There are some commonalities to all team work, but Fiore says some unique features of science teams are starting to emerge in the work he and others are doing. One of these is the leadership structure of science. While academic institutions have department heads and faculty chairs, huge power is often also available to what Fiore describes as ‘rock star scientists’, who bring in large grants and prestige, and may operate outside the traditional hierarchies. Fiore suspects that in some circumstances, this is likely to have an impact on how science teams function. 

But while funders and institutions are now keen to encourage team science, they do so in a system that was not always designed for it. ‘You are incentivised to promote your own independent line of research,’ says Fiore. ‘The fact that you need to have a principal investigator (PI) creates a problem in that it produces tension [in deciding] who’s going to be the PI, and it’s not beneficial to a collaborative mindset.’ 

This can also be a problem when it comes to authorship of publications, where it is still assumed that first or last authorships provide much greater value for scientists in terms of the credit they will receive when they come to apply for a new job or a promotion. ‘The institution I work for has a pretty good approach to valuing collaborative activity in general,’ says Wilkinson, but he also knows from interviewing younger academics, that they often worry that this isn’t the case. ‘They [still] believe that there are places where that collaborative effort would not be valued.’ Fiore has hopes that this might be changing with the development of systems such as the CRediT (Contributor Roles Taxonomy) classification, used by some journals to allow for detailed information about individual contributions to collaborative work. 

In recent years, Smith says, the EPSRC has recognised ‘that research projects are increasingly conducted by teams of people, rather than individuals,’ and has begun to experiment with new approaches to supporting team science, including broadening the ways it recognises the different contributions and responsibilities people have in the delivery of projects.

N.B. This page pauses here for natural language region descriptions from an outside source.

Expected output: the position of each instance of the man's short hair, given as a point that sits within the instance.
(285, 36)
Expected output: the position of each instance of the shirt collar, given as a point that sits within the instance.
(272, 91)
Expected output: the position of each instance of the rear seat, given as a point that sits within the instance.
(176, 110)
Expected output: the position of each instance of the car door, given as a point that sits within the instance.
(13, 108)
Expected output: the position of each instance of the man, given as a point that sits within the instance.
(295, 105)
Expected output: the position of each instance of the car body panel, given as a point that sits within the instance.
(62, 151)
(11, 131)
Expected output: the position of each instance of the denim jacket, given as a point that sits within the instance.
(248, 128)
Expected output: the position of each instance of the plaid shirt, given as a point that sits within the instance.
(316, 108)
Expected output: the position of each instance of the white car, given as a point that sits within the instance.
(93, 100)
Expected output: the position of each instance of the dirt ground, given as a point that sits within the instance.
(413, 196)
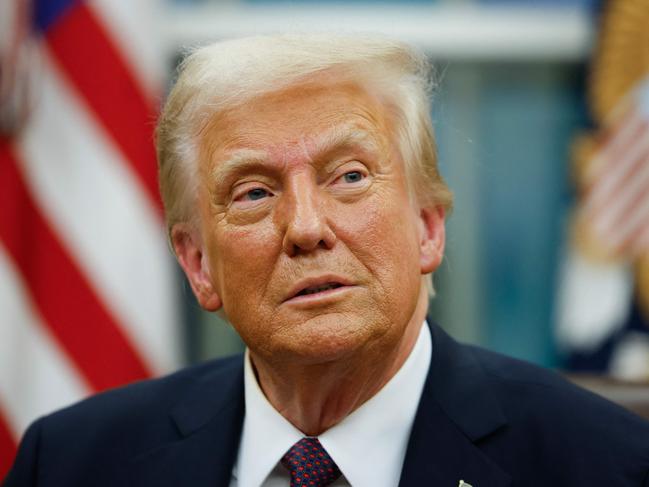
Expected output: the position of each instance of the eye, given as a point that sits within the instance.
(252, 194)
(352, 176)
(256, 194)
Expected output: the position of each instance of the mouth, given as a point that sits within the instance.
(314, 289)
(319, 289)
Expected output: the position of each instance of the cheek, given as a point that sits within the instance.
(242, 263)
(384, 237)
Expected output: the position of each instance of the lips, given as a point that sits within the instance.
(319, 289)
(316, 286)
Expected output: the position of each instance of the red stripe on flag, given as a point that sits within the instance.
(7, 448)
(74, 314)
(95, 67)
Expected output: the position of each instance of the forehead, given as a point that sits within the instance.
(299, 121)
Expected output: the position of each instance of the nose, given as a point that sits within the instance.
(306, 223)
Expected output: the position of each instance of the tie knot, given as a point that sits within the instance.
(309, 464)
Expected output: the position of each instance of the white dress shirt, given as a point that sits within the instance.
(368, 446)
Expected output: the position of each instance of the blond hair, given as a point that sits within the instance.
(225, 74)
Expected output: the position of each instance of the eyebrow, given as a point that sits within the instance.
(333, 141)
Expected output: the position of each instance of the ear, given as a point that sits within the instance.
(431, 239)
(188, 246)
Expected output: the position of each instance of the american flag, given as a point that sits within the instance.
(616, 203)
(86, 278)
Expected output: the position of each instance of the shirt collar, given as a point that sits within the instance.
(380, 428)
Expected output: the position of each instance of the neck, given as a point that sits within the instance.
(316, 397)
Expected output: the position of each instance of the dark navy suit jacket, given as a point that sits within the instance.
(483, 418)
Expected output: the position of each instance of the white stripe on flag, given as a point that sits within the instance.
(618, 210)
(622, 137)
(100, 213)
(132, 27)
(616, 166)
(45, 379)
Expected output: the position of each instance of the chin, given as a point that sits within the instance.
(325, 338)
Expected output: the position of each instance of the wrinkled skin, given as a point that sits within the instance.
(307, 184)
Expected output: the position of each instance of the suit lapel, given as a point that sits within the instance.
(209, 420)
(456, 410)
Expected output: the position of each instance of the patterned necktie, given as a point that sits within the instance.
(309, 464)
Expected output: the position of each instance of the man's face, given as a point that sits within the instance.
(308, 237)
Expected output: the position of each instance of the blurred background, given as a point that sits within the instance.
(540, 111)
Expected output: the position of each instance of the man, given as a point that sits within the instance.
(303, 200)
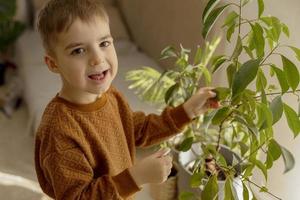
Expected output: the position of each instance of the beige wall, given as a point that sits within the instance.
(286, 186)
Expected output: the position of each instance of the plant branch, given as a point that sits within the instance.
(271, 52)
(253, 183)
(277, 93)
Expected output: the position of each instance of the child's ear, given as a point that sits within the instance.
(50, 61)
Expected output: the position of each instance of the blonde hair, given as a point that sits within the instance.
(58, 15)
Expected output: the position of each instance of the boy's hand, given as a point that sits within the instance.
(152, 169)
(200, 102)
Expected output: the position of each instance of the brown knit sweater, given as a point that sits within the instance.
(84, 151)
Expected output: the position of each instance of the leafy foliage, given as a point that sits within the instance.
(250, 104)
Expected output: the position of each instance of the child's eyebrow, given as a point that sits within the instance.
(72, 45)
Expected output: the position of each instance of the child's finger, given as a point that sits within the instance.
(162, 152)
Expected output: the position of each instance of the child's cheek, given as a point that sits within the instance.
(214, 103)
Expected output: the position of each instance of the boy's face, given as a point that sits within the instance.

One change has been introducing co-PI roles in several programmes that support interdisciplinary or industry-focused collaborations. 

Another sign of a change has been the Royal Society of Chemistry’s introduction of a number of team awards, including the Chemistry Biology Interface Division Horizon Prize. This year the prize was awarded to the GlycoTrackers team of around 50 researchers, including Schumann. ‘I think it’s appropriate that we get away from recognising only one person and go towards recognising the team,’ he says. He sees this as another sign of a change in culture that is now apparent in most chemistry departments: ‘There aren’t many labs that only pursue their own research and are successful doing it without working with others.’